The Effects of U.S. Trade Policy on Industrial and Labor Location
The recent backslash against globalization has resulted in increased trade protectionism in many countries, and most notably in the United States. Although this phenomenon can be related to several factors, the international trade literature has studied at least three reasons for trade protectionism. One of them is the so-called terms-of-trade manipulation, which refers to the idea that an increase in tariffs can benefit a country by allowing it to extract rents from foreign producers by forcing them to reduce prices. A second reason is the influence of special-interest groups on the government’s choice of trade policy. A third one is the idea that trade protectionism brings industries back home. The relocation of industries is probably the most frequent reason for trade protectionism in trade policy negotiations. There are no shortage of historical episodes where governments have explicitly mentioned this argument for trade protectionism, while references to terms-of trade manipulation are usually absent in such pro-protectionism historical episodes. Surprisingly, however, there is very little empirical and quantitative assessments of this idea in the trade literature.
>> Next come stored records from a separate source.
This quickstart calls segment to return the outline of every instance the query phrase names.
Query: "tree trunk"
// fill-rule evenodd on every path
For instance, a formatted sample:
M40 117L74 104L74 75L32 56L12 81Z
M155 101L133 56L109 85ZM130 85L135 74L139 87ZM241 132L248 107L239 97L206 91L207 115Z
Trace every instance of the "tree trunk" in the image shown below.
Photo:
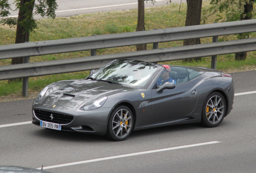
M20 6L21 7L25 6L25 3L28 2L32 2L33 0L21 0ZM29 30L27 29L27 27L26 27L24 24L22 24L22 22L24 21L26 19L26 17L27 17L28 12L29 12L29 15L32 16L33 8L34 7L34 3L30 3L32 5L29 5L26 6L26 10L22 10L20 9L19 12L19 16L17 21L17 29L16 30L16 38L15 40L15 44L23 43L26 42L28 42L29 40ZM23 8L21 8L23 9ZM24 57L15 58L12 59L12 64L22 64L24 62ZM10 79L8 82L13 81L21 81L21 78Z
M202 10L202 0L187 0L187 16L186 26L197 25L200 24L201 21L201 12ZM183 45L190 45L201 44L200 38L184 40ZM194 58L196 61L201 60L201 58ZM186 61L191 61L191 59L184 60Z
M136 31L145 30L144 0L138 0L138 23ZM136 46L137 51L147 50L147 44Z
M250 0L248 3L247 3L247 2L246 2L246 4L244 6L244 13L242 14L240 16L241 20L252 19L254 2L254 0ZM249 34L248 33L239 34L239 39L248 38ZM246 59L247 54L246 52L236 53L235 60L245 60Z

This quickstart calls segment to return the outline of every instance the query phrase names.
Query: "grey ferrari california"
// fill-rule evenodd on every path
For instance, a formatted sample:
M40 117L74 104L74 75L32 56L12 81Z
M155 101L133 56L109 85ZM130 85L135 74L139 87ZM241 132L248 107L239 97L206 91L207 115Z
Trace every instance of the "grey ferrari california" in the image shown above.
M215 69L116 60L85 79L43 89L32 123L117 141L132 131L172 125L214 127L230 113L234 93L230 75Z

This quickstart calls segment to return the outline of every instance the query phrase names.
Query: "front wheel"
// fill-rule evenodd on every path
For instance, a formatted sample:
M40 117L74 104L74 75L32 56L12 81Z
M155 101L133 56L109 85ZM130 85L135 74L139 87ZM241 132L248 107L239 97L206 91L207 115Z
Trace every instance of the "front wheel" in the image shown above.
M204 104L201 123L209 127L218 126L223 120L225 111L226 103L222 95L219 93L213 93Z
M131 110L126 106L119 106L110 115L107 135L114 141L124 140L132 132L133 125L133 116Z

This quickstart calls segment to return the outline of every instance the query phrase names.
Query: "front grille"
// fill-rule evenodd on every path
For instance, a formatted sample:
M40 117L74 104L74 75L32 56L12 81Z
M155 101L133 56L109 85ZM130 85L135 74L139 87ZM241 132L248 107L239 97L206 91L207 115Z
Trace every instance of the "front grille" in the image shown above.
M37 109L34 110L34 112L38 119L57 124L68 124L72 121L74 118L74 117L70 115ZM52 120L51 119L51 117L53 117Z

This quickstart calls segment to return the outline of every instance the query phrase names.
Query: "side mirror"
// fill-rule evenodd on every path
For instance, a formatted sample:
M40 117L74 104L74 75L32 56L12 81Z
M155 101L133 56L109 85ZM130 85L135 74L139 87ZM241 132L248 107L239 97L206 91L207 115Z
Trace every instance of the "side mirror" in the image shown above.
M157 92L159 93L165 89L173 89L175 88L175 86L176 86L175 85L175 84L173 83L166 82L163 84L163 85L160 86L159 88L157 89Z

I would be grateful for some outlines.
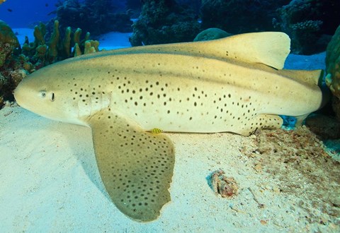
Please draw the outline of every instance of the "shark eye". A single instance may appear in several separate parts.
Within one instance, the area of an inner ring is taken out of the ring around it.
[[[50,100],[52,102],[55,101],[55,93],[53,93],[53,92],[51,93],[51,97],[50,98]]]
[[[40,91],[40,97],[44,98],[46,96],[46,92],[45,90]]]

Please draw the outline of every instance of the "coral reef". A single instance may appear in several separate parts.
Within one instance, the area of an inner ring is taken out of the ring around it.
[[[277,11],[276,28],[292,39],[292,52],[312,54],[324,51],[330,36],[340,23],[337,0],[293,0]]]
[[[46,42],[45,27],[42,23],[35,26],[34,42],[30,43],[26,37],[24,44],[20,48],[11,28],[0,20],[0,108],[4,100],[13,100],[13,90],[29,73],[73,56],[98,51],[99,42],[89,40],[89,32],[81,40],[80,28],[72,32],[68,27],[62,37],[58,21],[55,21],[53,32]]]
[[[227,32],[220,28],[211,28],[203,30],[193,39],[193,41],[203,41],[220,39],[232,35],[232,34]]]
[[[132,28],[130,42],[132,46],[140,46],[193,41],[200,24],[193,11],[174,0],[145,0]]]
[[[340,121],[340,25],[327,46],[326,72],[326,84],[334,95],[333,109]]]
[[[289,1],[203,0],[202,28],[218,28],[232,34],[273,30],[276,10]]]
[[[325,152],[322,142],[305,126],[261,130],[254,138],[257,149],[246,153],[254,168],[260,167],[276,179],[278,191],[294,197],[296,205],[310,213],[306,221],[320,221],[317,208],[329,215],[328,223],[339,222],[340,162]],[[304,200],[312,200],[312,205]]]
[[[89,32],[81,40],[81,29],[77,28],[73,32],[71,28],[67,27],[62,37],[59,28],[59,22],[55,21],[53,32],[48,43],[46,43],[44,39],[46,26],[42,23],[34,28],[34,42],[30,43],[26,37],[22,53],[28,56],[30,62],[34,64],[34,66],[38,66],[38,68],[73,56],[99,51],[99,42],[89,40]]]
[[[66,0],[59,1],[57,4],[56,17],[50,23],[47,28],[52,28],[55,20],[60,23],[61,30],[67,26],[81,28],[85,31],[91,32],[94,35],[98,35],[108,32],[131,32],[132,22],[130,16],[124,12],[114,12],[121,6],[113,6],[110,0]]]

We propose to study empirically and quantitatively the effects of trade policy on industrial and labor location in the U.S. The first part of the project is empirical in which we will look at past episodes of protectionism to determine the elasticity of labor and industrial location to changes in trade policy. The second part of the project consists on developing a dynamic general-equilibrium model with forward-looking decisions of firms on where to locate production, forward-looking decisions of workers on where to supply labor, and capital accumulation. The model also features multiple countries, multiple industries, international trade, and inter-regional trade. We plan to take the model to the data using trade and production data for many locations and industries, as well as using data on firm’s demographics from several data sources. We hope with this project to understand the tradeoffs countries, industries, and workers face when countries unexpectedly change their trade policy. More broadly, we hope to learn about the policy implications of trade policy across industries, regions and workers.
Requisite Skills and Qualifications:
The RA’s would work with large datasets. Familiarity with Stata, R, Matlab, Julia or similar statistical programming languages is a requirement. The applicant should be comfortable working with economic and mathematical models.